Shirokov, “Stanford’da aldığım eğitim, dünyayı daha büyük ölçekte görmemi sağladı. Rusya’da veya başka bir yerel ülkede, dünyanın nasıl işlediğini göremiyorsunuz. Stanford’da dünyanın her yanından gelen insanlarla etkileşime geçerek küçük parçalar hakkında fikir sahibi oldum ve büyük sistemin nasıl çalıştığını anlama fırsatı buldum. Sonrasında Rusya’ya dönüp Odnoklassniki’nin CEO’luğunu üstlendim” şeklinde konuşuyor.

2005 ile 2007 arasında başında bulunduğu Moi Krug ve Stanford Üniversitesi’nin ardından kariyerine eklenen Odnoklassniki’de 20102016 arasında yaptığı başkanlık Shirokov’un olgunlaşma sürecine işaret ediyor. Moi Krug ilk olmasıyla dikkat çekerken Shirokov’un Odnoklassniki’de performansının dikkat çekici boyutunu finansallar oluşturuyor. Rusya’nın en büyük internet şirketlerinden biri olan Mail. Ru grubuna ait olan Odnoklassniki, Rusya’nın en büyük ikinci sosyal ağı. Shirokov’un görev süresi boyunca Odnoklassniki’nin geliri 10 kat, FAVÖK’ü ise 15 kattan fazla büyüyor.

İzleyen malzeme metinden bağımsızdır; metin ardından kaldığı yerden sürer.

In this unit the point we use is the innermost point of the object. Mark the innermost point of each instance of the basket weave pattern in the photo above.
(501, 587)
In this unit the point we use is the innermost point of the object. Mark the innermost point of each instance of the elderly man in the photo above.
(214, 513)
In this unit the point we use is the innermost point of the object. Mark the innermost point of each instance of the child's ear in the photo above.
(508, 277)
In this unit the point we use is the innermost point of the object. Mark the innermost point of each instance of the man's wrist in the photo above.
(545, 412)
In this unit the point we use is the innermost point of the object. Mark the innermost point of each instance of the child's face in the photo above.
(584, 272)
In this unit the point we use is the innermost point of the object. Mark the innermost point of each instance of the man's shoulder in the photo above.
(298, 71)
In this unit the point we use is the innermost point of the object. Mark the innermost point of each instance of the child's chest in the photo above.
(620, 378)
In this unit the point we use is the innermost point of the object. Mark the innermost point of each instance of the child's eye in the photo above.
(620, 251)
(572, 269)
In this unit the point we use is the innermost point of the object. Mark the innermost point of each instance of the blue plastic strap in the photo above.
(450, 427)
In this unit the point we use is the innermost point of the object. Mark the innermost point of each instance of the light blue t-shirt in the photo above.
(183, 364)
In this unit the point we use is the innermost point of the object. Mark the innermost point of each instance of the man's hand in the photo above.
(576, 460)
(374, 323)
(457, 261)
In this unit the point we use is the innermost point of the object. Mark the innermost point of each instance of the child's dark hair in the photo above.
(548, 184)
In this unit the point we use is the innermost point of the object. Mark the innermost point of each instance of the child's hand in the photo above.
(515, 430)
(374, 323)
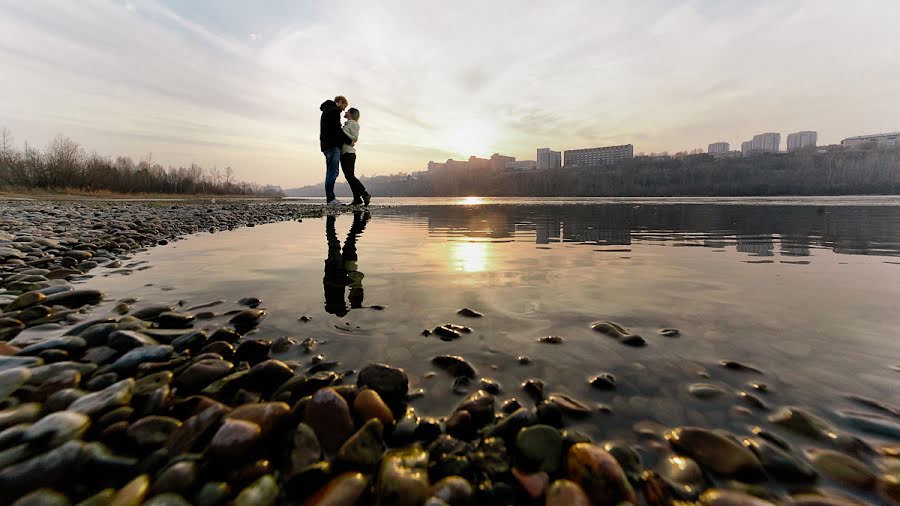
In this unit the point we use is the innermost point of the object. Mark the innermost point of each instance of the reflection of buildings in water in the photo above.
(761, 246)
(546, 228)
(751, 228)
(794, 245)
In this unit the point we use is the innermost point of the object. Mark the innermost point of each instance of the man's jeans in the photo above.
(332, 167)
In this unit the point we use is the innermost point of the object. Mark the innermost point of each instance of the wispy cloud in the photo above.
(229, 82)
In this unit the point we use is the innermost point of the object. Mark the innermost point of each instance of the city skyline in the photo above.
(230, 84)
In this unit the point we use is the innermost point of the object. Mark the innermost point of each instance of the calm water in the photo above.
(809, 294)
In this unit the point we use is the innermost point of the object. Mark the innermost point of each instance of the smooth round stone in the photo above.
(716, 452)
(267, 376)
(152, 430)
(480, 406)
(682, 473)
(534, 484)
(625, 455)
(111, 397)
(133, 493)
(722, 497)
(42, 497)
(329, 416)
(25, 300)
(57, 428)
(306, 449)
(268, 415)
(566, 493)
(569, 405)
(344, 490)
(453, 490)
(403, 477)
(368, 404)
(363, 449)
(23, 413)
(779, 462)
(168, 499)
(841, 467)
(12, 379)
(212, 494)
(235, 439)
(603, 381)
(599, 475)
(202, 373)
(124, 340)
(137, 356)
(177, 478)
(262, 492)
(391, 383)
(146, 385)
(705, 390)
(541, 445)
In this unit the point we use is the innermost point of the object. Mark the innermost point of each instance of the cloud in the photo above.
(186, 81)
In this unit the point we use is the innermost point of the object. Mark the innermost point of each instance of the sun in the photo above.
(471, 137)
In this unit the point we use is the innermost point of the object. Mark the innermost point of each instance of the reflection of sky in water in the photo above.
(807, 295)
(470, 256)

Bu iki deneyimin ardından başkan ve kurucu ortak rolünü üstlendiği JOOM, aslında Stanford’daki büyük resmi görme eğitimi ile Shirokov’un becerilerini global ölçekte sınaması anlamına geliyor. Avrupa Birliği’ne kayıtlı bir şirket olarak Avrupa’nın en hızlı büyüyen mobil pazarı olma unvanını taşıması kadar Letonya, Rusya, Hong Kong, Çin ve ABD’deki ofisleri ile sahip olduğu global kimlik bu değerlendirmenin zeminini oluşturuyor.

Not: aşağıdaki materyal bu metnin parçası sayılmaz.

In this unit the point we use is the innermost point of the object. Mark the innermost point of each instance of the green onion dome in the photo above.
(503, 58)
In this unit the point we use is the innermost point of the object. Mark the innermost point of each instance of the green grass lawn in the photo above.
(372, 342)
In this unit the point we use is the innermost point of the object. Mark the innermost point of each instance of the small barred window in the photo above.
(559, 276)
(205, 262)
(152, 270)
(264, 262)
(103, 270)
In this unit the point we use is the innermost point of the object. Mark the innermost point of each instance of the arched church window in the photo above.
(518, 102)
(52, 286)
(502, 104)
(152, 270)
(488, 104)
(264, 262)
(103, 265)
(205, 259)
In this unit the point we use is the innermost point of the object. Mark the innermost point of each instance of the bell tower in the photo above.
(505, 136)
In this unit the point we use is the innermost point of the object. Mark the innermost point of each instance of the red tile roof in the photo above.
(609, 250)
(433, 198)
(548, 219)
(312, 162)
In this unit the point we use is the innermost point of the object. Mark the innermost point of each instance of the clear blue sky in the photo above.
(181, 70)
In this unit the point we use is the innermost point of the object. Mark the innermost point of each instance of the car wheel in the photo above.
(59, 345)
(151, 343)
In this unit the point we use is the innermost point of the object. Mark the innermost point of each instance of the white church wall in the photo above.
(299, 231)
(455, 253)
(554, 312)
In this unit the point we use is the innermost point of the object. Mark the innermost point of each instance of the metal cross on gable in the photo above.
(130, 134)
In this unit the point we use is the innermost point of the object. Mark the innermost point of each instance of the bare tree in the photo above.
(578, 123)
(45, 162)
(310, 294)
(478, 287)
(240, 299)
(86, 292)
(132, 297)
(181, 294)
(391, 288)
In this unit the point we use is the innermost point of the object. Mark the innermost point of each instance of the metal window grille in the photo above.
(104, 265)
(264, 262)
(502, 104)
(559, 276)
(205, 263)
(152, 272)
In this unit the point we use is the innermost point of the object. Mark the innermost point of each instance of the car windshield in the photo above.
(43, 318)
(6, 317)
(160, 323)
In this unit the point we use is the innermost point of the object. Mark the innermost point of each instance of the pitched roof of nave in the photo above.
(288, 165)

Odnoklassnı’deki deneyimini“Odnoklassniki küçük bir şirketti. Onu sosyal ağa çevirdim ve bunun ardından Mail.ru grubu ile birleşmeye gittik. Mail.ru Londra’da halka arz gerçekleştirdi ve Rusya ikinci büyük halka açık şirketi haline geldi. Şirket yaklaşık 6 milyar dolarlık piyasa kapitalizasyonu elde etti” sözleriyle anlatıyor. Mail.ru 25 Temmuz itibariyle Londra Borsası’nda 5,665 milyar dolarlık piyasa kapitalizasyonu ile yoluna devam ediyordu. Bu değere bakmak Shirokov’un buradaki rolünü anlamak açısından önem taşıyor çünkü kendisi bu sistemde bir FAVÖK jeneratörü olarak önemli bir rol üstlenmişti.

Shirokov bu rolü, “Benim bölümüm grubun FAVÖK’ünün yüzde 60’ını üretiyordu. Bunu dışarıya çıkarıp ayrı bir şirket olarak düşündüğünüzde, o zamanın kriterleriyle Yandex’in ardından Rusya’nın ikinci büyük internet şirketi ile karşılaşırdınız. Bu şekilde Rusya’da yapabileceğim her şeyi başarmıştım ve Rusya’nın dışına çıkıp global ölçekte bir şey yapmak istedim” diyor.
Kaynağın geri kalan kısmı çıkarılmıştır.